The menu is large enough to give you a choice in each category but not too overwhelming.
We couldn’t help but take advantage of the 25 cent martini specials the Commander’s Palace has during lunch.
I ordered Chef Meg’s Classic Creole Luncheon. Not knowing how the restaurant deals with substitutions, I asked our server if I could switch out the turtle soup for the creole gumbo. He looked at me and delivered a deadpan, “No.”
As he walked away, I wondered if he was serious or not, and I wasn’t sure which soup I’d get with my meal.
Sharon started with the romaine salad.
I got the gumbo, and our server joked that he needed to pull some strings in the kitchen to make it happen.
As the plates were being cleared, Sharon asked our server if they had any booster chairs or cushions as the seats were relatively low. He apologized that they didn’t have any and since no one has phone books anymore, he’d see what he could do. We liked our server more and more as the meal progressed. He solved our problem with a stack of napkins.
For the main course, Sharon ordered the cast iron seared fish.

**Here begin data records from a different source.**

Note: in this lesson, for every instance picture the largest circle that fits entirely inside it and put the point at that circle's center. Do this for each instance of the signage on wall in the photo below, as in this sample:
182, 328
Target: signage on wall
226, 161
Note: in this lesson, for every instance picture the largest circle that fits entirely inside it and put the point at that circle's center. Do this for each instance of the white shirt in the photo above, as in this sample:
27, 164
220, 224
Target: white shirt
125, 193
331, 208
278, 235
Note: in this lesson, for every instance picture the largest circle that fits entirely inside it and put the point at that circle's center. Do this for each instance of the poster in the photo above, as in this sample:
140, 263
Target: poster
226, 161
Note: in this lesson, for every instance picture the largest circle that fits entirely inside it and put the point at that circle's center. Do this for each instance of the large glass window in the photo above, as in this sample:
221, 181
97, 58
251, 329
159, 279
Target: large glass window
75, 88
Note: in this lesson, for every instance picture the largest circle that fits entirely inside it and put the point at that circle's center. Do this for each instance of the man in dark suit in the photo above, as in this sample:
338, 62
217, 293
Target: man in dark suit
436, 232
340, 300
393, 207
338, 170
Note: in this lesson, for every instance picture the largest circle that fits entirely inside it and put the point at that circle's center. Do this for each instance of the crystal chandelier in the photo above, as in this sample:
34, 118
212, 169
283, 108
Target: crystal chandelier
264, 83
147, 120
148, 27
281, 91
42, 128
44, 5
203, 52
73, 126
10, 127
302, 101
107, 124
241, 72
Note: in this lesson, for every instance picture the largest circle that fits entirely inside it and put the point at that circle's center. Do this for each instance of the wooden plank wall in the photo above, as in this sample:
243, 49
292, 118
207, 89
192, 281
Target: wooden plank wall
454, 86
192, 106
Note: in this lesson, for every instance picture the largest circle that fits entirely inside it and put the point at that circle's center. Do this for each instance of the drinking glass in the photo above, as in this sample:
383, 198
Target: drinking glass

I had the quail, which was absolutely amazing. It was one of the top three things I ate all week.
I was already getting full but I still had bread pudding coming for dessert, which was served with a healthy pour of whiskey cream sauce.
Sharon’s not a big fan of souffle-style desserts, so she ordered the apple cobbler.
At the end of the meal, we waddled out of Commander’s Palace in awe. It’s easy to understand how they’ve stayed relevant in a city full of excellent restaurants. It’s fancy but doesn’t take itself too seriously. While other places can come off as pretentious, Commander’s Palace is comfortable. Located in a neighborhood and not the touristy area, it gives off a different vibe. It’s a special place where you get dressed up a little and have a wonderful meal, which is something that’s getting harder and harder to find.